“My dad has a sort of wall around going deep. i will open up to him about how i am feeling, and he will kind of judge me for my struggles. He sees emotions and pain as weakness. I don’t really know how to talk to him, we just small talk and it is draining for me... maybe I simply don’t have his consent to go deep with him! He doesn’t really open to anyone or know how to, or that it is safe and important to... he is sort of old/traditional in a way of seeing what strength means.” - Abby
What does strength mean?
While women are taught to pay attention to and respond to others’ emotions - what I would call the “External” focus of any Relating Language - men, especially those of older generations, were taught to ignore these emotions. Seeing them in other men was taboo; seeing them in oneself, just as much so. Better to repress than to express was the battle cry of masculinity, causing anger - a less repressible emotion, and a less ‘vulnerable’ one - to become the only allowable outlet.
Repressed emotions tend to distance us from our emotional and sensitive (lit: able to sense) selves. So, trapped inside their own heads, men of this upbringing tend to end up on the internally-oriented side of the RL spectrum.
They become Chronicling Storytellers, talking at length or giving advice without noticing if others lose interest, and even getting angry at any interruption (“Disrespect!” my dad would say).
They become Scientist Questioners, probing with questions for signs of weakness, suspiciously checking the presence or lack of safety.
Or, similarly, they become Guardian Observers, “strong and silent”, going quiet out of self-consciousness or exhaustion. They will not speak until they can be sure their comments will be heard (which they may never feel quite enough**).
Last, perhaps they end up as Debating Challengers, using fractious comments or biting jokes to keep people away.
Self-orientation protects people from noticing, and therefore feeling, disapproval from the outside. When it is our own emotions that cause this disapproval, we create what Abby calls her dad’s “wall” - a little bubble that somehow manages to let in neither our own reactions or others’. Self-orientation becomes combined with self-disconnect.
So, how can you relate with a man of this type?
The interventions differ depending on which primary language he is speaking - advice/stories, probing questions, silence, or sarcasm/debate. However, the general rule is: meet him in his language.
Going deep with someone repressed will mean diving down thousands of feet. They know that this will give them the bends before they even get close to their core! So, you have to take that journey with them, at their own pace as much as you can.
If your dad is a Storyteller, ask him for stories that have more meaning to him. For my grandpa, I asked about his time being a radio operator during the war, and about what it was like emigrating to America. Or, if your dad’s form of storytelling is giving information, ask him for advice on something you could use.
If your dad is a Challenger, banter with him. Meet his debating or cutting comments with a joke - not one at his expense, but one that meets the energy he is bringing.
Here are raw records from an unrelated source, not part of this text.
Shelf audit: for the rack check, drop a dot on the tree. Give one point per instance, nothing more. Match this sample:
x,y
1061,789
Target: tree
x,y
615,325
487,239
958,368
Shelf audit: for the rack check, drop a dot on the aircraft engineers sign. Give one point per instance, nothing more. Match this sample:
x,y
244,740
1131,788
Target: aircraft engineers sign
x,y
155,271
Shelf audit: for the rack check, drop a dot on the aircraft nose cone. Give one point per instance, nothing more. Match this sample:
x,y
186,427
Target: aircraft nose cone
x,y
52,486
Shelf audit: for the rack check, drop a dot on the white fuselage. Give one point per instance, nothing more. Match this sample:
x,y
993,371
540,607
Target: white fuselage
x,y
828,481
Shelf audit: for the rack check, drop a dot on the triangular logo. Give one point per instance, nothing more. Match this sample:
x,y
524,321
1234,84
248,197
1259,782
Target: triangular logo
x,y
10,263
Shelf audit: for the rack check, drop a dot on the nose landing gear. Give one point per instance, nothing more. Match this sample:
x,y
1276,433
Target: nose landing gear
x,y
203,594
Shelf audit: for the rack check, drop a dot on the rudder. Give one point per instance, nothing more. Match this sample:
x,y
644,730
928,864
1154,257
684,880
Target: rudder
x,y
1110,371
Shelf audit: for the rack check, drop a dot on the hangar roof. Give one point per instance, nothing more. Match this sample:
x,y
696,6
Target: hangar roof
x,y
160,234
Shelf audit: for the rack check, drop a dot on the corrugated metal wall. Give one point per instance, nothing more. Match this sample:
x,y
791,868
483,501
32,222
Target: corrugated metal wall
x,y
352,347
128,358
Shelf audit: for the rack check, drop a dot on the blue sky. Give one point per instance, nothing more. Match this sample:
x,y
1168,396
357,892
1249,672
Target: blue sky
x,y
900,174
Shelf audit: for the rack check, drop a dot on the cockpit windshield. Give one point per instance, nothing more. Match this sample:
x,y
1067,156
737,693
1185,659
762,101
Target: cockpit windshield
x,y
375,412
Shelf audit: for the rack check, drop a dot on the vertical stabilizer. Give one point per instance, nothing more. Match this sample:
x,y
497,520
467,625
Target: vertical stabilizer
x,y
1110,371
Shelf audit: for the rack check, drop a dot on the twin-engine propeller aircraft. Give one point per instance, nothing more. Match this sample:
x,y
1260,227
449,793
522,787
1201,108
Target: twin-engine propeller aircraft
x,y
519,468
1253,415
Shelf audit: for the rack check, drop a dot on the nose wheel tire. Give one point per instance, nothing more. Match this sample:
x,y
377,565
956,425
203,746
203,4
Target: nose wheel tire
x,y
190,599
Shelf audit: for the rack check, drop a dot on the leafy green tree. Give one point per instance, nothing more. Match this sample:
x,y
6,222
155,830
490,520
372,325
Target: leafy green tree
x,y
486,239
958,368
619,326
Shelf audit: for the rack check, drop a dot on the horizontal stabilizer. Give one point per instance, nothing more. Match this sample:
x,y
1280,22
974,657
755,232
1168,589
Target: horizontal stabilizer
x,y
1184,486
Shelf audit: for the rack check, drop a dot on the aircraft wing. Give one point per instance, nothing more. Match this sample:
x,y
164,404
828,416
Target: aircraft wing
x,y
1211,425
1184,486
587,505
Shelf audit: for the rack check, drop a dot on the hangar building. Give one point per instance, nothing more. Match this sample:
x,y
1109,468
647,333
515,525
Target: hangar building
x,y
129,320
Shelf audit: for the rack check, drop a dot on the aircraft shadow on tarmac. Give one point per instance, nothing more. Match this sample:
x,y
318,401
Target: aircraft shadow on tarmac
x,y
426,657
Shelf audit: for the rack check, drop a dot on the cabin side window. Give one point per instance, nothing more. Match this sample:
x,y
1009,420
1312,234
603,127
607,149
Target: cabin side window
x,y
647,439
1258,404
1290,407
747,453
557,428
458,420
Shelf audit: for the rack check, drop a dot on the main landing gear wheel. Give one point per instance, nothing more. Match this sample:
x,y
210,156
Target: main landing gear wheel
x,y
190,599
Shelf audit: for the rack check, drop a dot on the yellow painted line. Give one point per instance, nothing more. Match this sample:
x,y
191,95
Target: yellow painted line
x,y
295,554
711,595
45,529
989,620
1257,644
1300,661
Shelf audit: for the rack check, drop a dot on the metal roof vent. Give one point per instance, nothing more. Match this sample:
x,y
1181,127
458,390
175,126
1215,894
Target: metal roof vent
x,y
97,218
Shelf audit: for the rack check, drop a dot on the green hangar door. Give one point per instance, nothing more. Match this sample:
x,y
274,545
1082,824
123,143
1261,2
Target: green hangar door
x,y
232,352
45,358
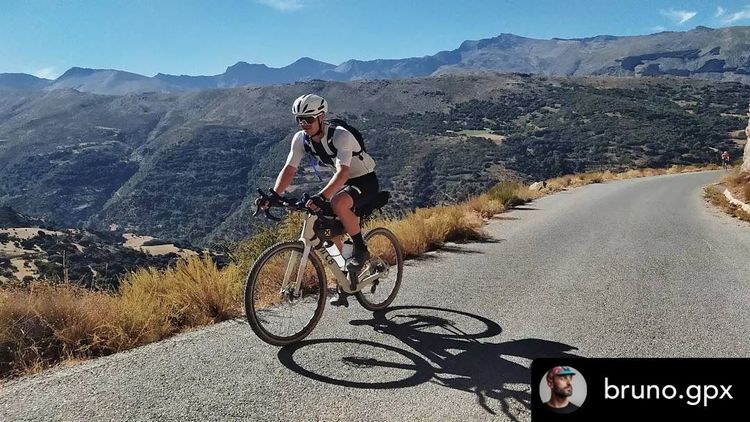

Don’t puff up or back down. I’ll add some examples of this at the end.
It sounds like Abby’s dad is a more Expressive (Storytelling or Challenging) than Receptive (Questioning or Observing) type. But, in case anyone out there has a dad of another type, let’s go through the whole range of options...
If your dad is a Questioner - somewhat rarer in men of this upbringing - answer his questions with vulnerability, even if you feel your own sense of withdrawal at their sharpness. Holding back will confirm his story that people aren’t honest or safe with him. You can also try adding a gentle “why do you ask?” to encourage self-reflection on his part.
If your dad is an Observer, share activities with him. Sit next to him and read, or watch a movie. Occasionally, try a little touch: if you’re female, standing up, put a hand on his arm when you’re talking to him, or sitting down, lean your head against his shoulder if that’s a thing you did as a child. If you’re male, make sure to give him a back pat or a handshake with eye contact when you come and go. Experiment with what other small signs of safety feel right, and take it at his pace, not yours.
Awkwardness may turn to companionability over time. Then you can start asking object-oriented questions. What is he reading? What does he think about it, or about the movie you just watched? What’s been on his mind?
They say, You can lead a horse to water, but you can’t make him drink. When it comes to depth and vulnerability, some of our dads have been conditioned out of even seeing the water. They don’t know to look for it. They don’t know that it can bring relief instead of pain.
Your dad is in the desert? Meet him there. Bring him dipperfuls of your own water, whether or not he spills it on the sand; let him know that honesty is there when he wants it. Walk with him in his own land, and see the things he looks at, no matter how brown and sandy they seem to you.
Maybe you will never be able to show him the oasis you know. But, over time, your feet may wear a track deep enough that you’ll find water. Together.